Job title: Cloud Engineer – Consultant (3-6 years)
About
At Deloitte, we do not offer you just a job, but a career in the highly sought-after risk management field. We are one of the business leaders in the risk market. We work with a vision to make the world more prosperous, trustworthy, and safe. Deloitte’s clients, primarily based outside of India, are large, complex organizations that constantly evolve and innovate to build better products and services. In the process, they encounter various risks and the work we do to help them address these risks is increasingly important to their success—and to the strength of the economy and public security.
By joining us, you will get to work with diverse teams of professionals who design, manage, implement & support risk-centric solutions across a variety of domains. In the process, you will gain exposure to the risk-centric challenges faced in today’s world by organizations across a range of industry sectors and become subject matter experts in those areas.
Our Audit and Assurance services professionals help organizations effectively navigate business risks and opportunities—from financial risks to operational, IT, business and regulatory risks—to gain competitive advantage. We apply our experience in ongoing business operations and corporate lifecycle events to help clients become stronger and more resilient. Our market-leading teams help clients embrace complexity to accelerate performance, disrupt through innovation, and lead in their industries. We use cutting-edge technology like AI/ML techniques, analytics, and Robotic Process Automation (RPA) to solve Deloitte’s clients‘ most complex issues.
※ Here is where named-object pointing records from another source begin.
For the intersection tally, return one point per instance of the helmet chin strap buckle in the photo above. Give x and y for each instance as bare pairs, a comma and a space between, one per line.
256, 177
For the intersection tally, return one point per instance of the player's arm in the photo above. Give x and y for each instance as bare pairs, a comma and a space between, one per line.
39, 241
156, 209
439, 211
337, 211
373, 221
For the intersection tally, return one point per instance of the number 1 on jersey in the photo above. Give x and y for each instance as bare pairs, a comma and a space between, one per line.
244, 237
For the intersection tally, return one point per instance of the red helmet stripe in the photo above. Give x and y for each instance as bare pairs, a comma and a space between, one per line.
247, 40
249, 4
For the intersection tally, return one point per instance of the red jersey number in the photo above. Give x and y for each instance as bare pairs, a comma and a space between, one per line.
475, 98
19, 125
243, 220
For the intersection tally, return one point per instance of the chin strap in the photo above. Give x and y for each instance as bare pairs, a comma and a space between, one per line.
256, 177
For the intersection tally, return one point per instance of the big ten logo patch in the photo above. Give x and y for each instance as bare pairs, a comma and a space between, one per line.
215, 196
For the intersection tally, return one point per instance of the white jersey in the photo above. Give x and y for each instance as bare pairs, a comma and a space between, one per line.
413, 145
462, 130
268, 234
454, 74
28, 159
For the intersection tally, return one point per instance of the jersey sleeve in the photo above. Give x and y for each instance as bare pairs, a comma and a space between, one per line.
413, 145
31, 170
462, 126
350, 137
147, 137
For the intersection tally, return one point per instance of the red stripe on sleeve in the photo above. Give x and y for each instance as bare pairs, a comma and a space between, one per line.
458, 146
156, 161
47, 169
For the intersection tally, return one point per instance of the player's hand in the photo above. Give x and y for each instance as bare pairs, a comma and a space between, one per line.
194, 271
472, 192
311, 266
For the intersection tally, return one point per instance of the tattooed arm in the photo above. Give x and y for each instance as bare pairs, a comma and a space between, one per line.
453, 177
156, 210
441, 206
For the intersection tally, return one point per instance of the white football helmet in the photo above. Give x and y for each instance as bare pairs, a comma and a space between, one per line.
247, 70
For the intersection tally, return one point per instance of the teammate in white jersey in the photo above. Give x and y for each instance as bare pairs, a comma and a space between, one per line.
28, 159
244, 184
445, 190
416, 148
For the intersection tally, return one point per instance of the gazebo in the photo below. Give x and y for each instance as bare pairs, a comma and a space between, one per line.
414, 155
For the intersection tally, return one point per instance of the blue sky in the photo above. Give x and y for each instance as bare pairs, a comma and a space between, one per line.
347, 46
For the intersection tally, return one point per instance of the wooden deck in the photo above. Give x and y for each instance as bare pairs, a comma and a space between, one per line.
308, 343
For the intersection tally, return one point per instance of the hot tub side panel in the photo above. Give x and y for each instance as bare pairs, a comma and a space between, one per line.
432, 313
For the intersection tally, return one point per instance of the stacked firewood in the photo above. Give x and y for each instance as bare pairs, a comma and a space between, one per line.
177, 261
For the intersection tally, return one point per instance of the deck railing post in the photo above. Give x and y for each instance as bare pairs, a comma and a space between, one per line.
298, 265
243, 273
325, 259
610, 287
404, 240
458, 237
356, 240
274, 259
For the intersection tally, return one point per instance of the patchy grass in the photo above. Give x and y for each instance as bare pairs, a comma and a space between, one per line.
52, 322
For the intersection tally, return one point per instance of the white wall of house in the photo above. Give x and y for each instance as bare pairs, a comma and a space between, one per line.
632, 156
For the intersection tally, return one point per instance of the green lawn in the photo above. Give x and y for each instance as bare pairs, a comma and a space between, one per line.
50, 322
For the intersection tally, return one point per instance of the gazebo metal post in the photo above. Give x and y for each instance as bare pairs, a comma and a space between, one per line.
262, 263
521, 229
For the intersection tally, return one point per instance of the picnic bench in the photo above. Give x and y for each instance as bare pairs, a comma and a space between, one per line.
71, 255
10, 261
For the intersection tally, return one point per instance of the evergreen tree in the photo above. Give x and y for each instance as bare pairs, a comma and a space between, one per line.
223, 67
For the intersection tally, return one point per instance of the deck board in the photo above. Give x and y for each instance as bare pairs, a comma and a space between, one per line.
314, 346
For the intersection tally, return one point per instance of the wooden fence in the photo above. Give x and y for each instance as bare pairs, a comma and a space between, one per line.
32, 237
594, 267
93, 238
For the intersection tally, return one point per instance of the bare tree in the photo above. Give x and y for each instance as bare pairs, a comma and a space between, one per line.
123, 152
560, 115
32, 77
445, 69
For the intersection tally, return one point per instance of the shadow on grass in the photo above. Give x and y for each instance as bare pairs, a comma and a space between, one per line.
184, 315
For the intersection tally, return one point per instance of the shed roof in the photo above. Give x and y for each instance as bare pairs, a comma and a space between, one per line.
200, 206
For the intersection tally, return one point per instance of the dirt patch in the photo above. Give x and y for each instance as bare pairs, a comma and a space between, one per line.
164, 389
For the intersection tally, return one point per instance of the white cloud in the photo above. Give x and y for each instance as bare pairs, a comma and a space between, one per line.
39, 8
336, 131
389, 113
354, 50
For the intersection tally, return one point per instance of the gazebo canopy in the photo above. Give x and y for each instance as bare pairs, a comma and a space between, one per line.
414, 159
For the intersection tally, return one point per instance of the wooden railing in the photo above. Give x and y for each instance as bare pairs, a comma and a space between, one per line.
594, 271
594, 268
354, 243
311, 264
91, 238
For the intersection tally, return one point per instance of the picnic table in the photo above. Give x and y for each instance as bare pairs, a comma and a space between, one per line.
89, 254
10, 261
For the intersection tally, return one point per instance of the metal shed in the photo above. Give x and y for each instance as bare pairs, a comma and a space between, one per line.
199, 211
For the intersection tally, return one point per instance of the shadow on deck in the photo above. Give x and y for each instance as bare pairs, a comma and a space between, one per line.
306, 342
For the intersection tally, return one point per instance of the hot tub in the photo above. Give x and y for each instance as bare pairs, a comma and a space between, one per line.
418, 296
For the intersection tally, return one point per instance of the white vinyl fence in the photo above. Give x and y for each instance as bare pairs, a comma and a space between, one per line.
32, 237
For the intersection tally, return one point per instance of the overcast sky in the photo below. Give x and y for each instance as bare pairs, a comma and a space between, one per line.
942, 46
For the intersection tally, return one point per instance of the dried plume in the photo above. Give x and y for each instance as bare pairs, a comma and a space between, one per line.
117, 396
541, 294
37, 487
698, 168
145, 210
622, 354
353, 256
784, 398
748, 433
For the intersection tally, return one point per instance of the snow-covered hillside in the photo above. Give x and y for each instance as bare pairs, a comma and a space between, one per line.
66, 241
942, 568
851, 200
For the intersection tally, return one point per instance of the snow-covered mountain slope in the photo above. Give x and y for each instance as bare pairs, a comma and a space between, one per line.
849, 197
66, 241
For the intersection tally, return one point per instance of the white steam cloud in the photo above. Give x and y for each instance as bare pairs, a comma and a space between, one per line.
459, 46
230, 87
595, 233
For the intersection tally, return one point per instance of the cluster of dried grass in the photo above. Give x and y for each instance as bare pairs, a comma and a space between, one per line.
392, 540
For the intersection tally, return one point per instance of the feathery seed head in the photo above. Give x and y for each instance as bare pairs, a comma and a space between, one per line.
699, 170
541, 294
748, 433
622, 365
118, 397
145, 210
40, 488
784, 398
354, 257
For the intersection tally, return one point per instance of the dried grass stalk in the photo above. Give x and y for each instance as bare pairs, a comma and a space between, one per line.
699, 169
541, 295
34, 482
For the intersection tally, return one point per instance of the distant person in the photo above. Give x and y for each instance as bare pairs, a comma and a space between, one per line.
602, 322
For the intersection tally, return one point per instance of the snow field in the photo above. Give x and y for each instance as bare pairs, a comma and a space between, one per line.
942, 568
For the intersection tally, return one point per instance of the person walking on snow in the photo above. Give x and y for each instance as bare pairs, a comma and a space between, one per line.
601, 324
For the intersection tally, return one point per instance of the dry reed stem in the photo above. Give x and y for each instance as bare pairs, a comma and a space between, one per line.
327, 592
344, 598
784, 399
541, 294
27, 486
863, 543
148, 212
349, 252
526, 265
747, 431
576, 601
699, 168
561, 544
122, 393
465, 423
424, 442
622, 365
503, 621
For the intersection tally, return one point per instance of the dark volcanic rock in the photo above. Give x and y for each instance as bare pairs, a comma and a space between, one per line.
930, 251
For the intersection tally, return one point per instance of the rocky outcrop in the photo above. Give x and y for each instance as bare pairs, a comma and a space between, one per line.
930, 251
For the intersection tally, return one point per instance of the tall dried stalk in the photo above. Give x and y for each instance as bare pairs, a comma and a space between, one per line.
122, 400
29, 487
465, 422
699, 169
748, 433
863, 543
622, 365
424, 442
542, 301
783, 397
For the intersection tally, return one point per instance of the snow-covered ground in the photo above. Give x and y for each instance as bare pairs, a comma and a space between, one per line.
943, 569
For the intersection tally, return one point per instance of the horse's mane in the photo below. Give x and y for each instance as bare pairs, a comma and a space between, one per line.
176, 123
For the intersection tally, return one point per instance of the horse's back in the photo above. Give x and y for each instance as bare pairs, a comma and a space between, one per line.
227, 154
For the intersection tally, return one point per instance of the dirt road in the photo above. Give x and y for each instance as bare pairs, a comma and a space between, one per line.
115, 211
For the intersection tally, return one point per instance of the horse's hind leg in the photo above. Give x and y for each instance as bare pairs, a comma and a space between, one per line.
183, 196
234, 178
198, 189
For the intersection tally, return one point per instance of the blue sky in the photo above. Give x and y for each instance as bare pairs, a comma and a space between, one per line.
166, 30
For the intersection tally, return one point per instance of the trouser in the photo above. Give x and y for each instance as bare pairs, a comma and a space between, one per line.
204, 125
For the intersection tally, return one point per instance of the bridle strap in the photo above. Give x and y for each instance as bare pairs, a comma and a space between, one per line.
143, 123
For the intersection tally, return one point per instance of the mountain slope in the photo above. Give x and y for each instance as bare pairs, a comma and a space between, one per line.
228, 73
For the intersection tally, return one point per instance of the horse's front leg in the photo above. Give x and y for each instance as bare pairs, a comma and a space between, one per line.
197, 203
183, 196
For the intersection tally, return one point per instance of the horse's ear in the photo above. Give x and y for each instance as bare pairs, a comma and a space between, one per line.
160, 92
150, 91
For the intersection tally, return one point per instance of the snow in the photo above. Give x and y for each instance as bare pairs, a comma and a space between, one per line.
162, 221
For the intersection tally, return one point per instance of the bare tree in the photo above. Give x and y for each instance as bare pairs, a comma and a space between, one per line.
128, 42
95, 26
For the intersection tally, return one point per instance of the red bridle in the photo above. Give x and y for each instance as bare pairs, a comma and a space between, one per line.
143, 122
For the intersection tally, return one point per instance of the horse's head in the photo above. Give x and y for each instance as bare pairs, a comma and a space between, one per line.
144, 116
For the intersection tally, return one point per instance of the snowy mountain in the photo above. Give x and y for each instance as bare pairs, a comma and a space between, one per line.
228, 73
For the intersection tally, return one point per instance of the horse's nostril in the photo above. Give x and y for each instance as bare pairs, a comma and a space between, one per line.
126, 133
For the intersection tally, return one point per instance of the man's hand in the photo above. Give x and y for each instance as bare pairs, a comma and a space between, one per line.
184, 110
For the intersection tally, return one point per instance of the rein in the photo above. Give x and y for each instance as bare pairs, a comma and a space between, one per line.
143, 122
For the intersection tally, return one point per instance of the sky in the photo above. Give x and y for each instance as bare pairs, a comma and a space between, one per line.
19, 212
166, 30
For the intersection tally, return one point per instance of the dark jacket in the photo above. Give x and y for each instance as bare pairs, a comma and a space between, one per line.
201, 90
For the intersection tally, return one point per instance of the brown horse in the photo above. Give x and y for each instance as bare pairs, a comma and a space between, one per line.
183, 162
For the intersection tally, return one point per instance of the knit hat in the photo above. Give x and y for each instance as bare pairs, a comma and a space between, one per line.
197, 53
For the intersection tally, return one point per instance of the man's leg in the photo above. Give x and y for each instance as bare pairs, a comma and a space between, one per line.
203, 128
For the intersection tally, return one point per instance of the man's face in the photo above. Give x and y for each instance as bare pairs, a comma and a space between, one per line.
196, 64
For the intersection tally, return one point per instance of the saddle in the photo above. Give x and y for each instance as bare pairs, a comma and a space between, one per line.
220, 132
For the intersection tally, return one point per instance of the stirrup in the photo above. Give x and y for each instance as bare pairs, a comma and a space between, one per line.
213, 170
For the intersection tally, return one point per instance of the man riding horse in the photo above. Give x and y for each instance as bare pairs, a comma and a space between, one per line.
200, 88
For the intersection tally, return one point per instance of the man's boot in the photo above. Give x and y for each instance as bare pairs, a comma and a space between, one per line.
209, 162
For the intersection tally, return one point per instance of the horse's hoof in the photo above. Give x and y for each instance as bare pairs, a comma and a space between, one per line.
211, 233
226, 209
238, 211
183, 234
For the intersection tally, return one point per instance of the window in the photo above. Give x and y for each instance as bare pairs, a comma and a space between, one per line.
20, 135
Working in Audit and Assurance at Deloitte US-India offices has the power to redefine your ambitions.
Work you’ll do
The key job responsibilities will be to:
· Reliability & Performance
- Design, implement, and maintain scalable, resilient cloud or hybrid infrastructure (e.g., AWS, Azure, GCP).
- Define, measure, and monitor Service Level Objectives (SLOs) and Service Level Indicators (SLIs).
- Collaborate closely with application teams to enhance the reliability, performance, and scalability of products and services.
- Conduct capacity planning to ensure systems scale efficiently with growth.
· Automation & Toil Reduction
o Identify repetitive operational tasks (toil) and automate them through scripts, custom tooling, or frameworks.
o Champion infrastructure-as-code and configuration management using technologies such as Terraform, Ansible, or CloudFormation.
o Manage and improve CI/CD pipelines to streamline deployments and reduce manual processes.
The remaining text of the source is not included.